# **Whispers of the Heart**
## **Chapter 3: Shadows of the Past**
The bookstore café had emptied out over the last hour, leaving only a handful of late-afternoon visitors lost in their books and quiet thoughts. The scent of coffee lingered in the air, mingling with the faint trace of rain from outside. The sky had darkened slightly, the golden hues of sunset filtering through the large window panes.
But Aarav wasn’t looking at the sky.
He was watching Meera.
She hadn’t been the same since the moment that shadow passed by the window. He had noticed how her fingers tightened around her coffee cup, how her shoulders tensed, how she forced a lightness into her voice that wasn’t there before.
She was hiding something.
And for someone who had spent years perfecting the art of keeping his own past buried, Aarav recognized the signs all too well.
Meera let out a breath and glanced at him, catching him studying her. Instead of looking away, she smirked. "You’re staring, Mr. Brooding Novelist."
Aarav leaned back in his chair, fingers tapping idly against his notebook. "You seemed… distracted."
She raised an eyebrow. "Curious about me, are we?"
He didn’t answer, but the silence between them spoke for itself.
Meera swirled her coffee absentmindedly, staring at the table as if debating something. Then, with a sigh, she finally said, "You ever have a moment when you think you’ve buried something—something you never wanted to deal with again—only for it to show up when you least expect it?"
Aarav’s grip tightened on his pen. If there was ever a question that hit too close to home, it was that one.
"Yes," he admitted.
Meera exhaled a small laugh, but there was no humor in it. "Yeah. Thought so." She looked toward the window again, her eyes shadowed with something unreadable. "That person I thought I saw earlier… it wasn’t just ‘someone I used to know.’ It was someone I never wanted to see again."
Aarav watched her carefully. "Who?"
Meera hesitated. Then, quietly, she said, "Kabir."
Aarav didn’t know the name, but he could tell just from the way she said it—soft, yet edged with something sharp—that whoever Kabir was, he wasn’t just a piece of her past. He was a scar.
Meera ran a hand through her hair, exhaling slowly. "I haven’t seen him in years. Didn’t think I ever would again. But… for a second, I could’ve sworn it was him."
Aarav didn’t press her for details. He knew the weight of unspoken things. But something about the way her voice lowered, the way her fingers tightened around the edge of the table, made him certain that this was more than just an old lover’s ghost.
It was something deeper. Something unresolved.
Meera must have sensed his curiosity because she forced a smile and leaned back. "Sorry. Didn’t mean to turn this into some dramatic moment. It’s probably nothing."
Aarav wasn’t convinced.
And when he looked outside the window, toward the street where the shadow had passed earlier, he couldn’t shake the feeling that *someone* had indeed been watching them.
---
### **The Unfinished Letter**
Later that night, Aarav sat in his dimly lit apartment, flipping through an old notebook—the one he never let anyone see.

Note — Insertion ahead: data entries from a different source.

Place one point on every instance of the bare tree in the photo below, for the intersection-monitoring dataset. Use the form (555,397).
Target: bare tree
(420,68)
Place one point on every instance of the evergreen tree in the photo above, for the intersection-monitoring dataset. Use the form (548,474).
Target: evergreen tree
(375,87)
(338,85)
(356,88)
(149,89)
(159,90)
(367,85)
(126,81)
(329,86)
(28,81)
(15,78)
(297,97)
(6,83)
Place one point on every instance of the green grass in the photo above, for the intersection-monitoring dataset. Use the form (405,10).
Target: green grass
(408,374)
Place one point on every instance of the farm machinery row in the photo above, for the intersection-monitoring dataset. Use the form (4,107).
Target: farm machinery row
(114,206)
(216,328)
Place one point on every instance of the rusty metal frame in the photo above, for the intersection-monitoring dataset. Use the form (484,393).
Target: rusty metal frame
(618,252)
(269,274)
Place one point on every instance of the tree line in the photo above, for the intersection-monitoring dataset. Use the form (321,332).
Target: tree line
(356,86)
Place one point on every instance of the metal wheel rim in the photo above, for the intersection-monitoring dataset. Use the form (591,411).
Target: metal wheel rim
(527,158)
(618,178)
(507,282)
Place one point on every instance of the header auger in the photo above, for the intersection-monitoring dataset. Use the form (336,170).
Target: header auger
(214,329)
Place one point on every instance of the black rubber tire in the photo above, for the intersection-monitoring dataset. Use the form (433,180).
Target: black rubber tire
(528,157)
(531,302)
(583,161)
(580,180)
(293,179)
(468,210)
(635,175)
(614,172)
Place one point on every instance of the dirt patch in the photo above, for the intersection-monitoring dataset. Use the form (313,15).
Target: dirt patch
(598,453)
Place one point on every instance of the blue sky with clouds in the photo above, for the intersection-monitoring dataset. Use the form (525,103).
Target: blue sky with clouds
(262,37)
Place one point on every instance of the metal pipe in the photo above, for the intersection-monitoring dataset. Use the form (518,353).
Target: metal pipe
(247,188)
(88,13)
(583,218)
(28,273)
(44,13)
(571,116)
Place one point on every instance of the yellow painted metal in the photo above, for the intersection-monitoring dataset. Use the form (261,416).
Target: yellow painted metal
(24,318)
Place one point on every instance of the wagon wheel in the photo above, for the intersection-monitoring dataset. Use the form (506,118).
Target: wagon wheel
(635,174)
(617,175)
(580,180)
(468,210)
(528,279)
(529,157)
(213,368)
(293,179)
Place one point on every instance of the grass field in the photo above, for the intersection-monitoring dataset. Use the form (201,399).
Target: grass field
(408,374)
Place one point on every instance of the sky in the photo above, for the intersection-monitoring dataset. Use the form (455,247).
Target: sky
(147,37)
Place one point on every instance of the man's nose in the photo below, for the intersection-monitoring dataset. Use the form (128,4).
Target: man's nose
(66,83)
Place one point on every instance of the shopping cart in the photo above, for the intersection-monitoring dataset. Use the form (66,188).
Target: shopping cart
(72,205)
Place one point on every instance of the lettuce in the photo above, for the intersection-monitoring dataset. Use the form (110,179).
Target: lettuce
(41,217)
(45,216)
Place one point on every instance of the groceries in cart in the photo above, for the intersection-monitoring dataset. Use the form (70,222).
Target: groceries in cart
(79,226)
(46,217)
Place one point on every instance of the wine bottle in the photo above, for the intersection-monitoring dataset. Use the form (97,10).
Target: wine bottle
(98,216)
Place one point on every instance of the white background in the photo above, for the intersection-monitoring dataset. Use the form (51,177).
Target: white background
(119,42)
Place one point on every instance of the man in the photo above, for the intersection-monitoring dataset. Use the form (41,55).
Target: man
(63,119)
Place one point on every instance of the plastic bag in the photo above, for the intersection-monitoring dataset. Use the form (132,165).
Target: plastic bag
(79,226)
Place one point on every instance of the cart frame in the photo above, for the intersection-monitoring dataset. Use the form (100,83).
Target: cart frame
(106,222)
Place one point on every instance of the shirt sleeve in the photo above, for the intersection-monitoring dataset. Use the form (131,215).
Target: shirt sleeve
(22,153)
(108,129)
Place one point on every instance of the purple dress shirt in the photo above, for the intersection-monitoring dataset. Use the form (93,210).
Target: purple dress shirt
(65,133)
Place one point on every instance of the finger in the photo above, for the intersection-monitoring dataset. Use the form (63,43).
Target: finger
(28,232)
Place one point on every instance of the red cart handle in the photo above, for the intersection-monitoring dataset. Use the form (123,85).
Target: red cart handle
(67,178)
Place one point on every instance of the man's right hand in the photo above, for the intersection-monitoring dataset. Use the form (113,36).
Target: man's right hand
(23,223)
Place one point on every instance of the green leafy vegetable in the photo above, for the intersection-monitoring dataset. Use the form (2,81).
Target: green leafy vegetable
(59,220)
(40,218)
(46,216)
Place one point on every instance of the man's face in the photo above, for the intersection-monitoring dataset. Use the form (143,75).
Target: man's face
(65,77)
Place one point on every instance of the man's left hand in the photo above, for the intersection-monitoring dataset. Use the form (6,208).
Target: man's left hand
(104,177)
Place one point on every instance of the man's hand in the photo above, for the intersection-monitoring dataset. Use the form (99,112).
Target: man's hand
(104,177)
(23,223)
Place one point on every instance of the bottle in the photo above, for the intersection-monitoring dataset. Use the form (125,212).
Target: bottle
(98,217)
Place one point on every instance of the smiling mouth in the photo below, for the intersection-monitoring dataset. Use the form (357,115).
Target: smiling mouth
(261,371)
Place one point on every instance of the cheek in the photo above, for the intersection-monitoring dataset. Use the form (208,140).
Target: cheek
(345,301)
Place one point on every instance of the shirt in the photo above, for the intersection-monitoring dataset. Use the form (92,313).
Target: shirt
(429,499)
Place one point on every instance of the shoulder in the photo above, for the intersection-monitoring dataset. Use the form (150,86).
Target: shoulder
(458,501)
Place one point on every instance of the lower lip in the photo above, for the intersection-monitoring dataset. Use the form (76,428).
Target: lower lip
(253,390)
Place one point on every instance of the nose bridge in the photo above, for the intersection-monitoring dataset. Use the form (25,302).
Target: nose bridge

His mind wasn’t on his unfinished novel. It was on Meera. On the way her expression had changed. On the name she had whispered like it held ghosts.
He wasn’t the kind of man who pried into other people’s lives. He had spent too many years running from his own past to chase after someone else’s. But something about Meera felt different.
He turned to an old page in his notebook, one he hadn’t looked at in a long time. A letter. Unfinished. Unsent.
**Anaya,**
**I don’t know why I’m writing this. Maybe because I need to say the things I never could. Maybe because I need to believe that words can still reach across the spaces we left between us…**
Aarav’s jaw tightened as he stared at the words. He had started this letter years ago. To the only woman who had ever made him believe in love—until she destroyed it.
He closed the notebook abruptly. Some ghosts weren’t meant to be disturbed.
And yet, as he sat there in the quiet of his apartment, he couldn’t shake the feeling that, just like Meera’s past had resurfaced today, his own wasn’t as buried as he thought.
---
### **A Stranger in the Rain**
The next evening, Aarav found himself back at *The Serendell Bookstore*, half-expecting to see Meera there again.
But she wasn’t.
Instead, there was only the faint sound of rain pattering against the window, and the distant feeling that something wasn’t quite right.
As he stepped outside, pulling his coat tighter against the drizzle, he caught a glimpse of movement across the street. A figure. Standing beneath the dim glow of a streetlamp. Watching.
Aarav’s steps slowed.
The figure—tall, dressed in a dark coat—lingered for just a moment longer before turning and disappearing into the night.
Aarav felt an unease settle in his chest.
He didn’t believe in coincidences.
And for the first time in a long time, he wondered if his own past was about to whisper back to him.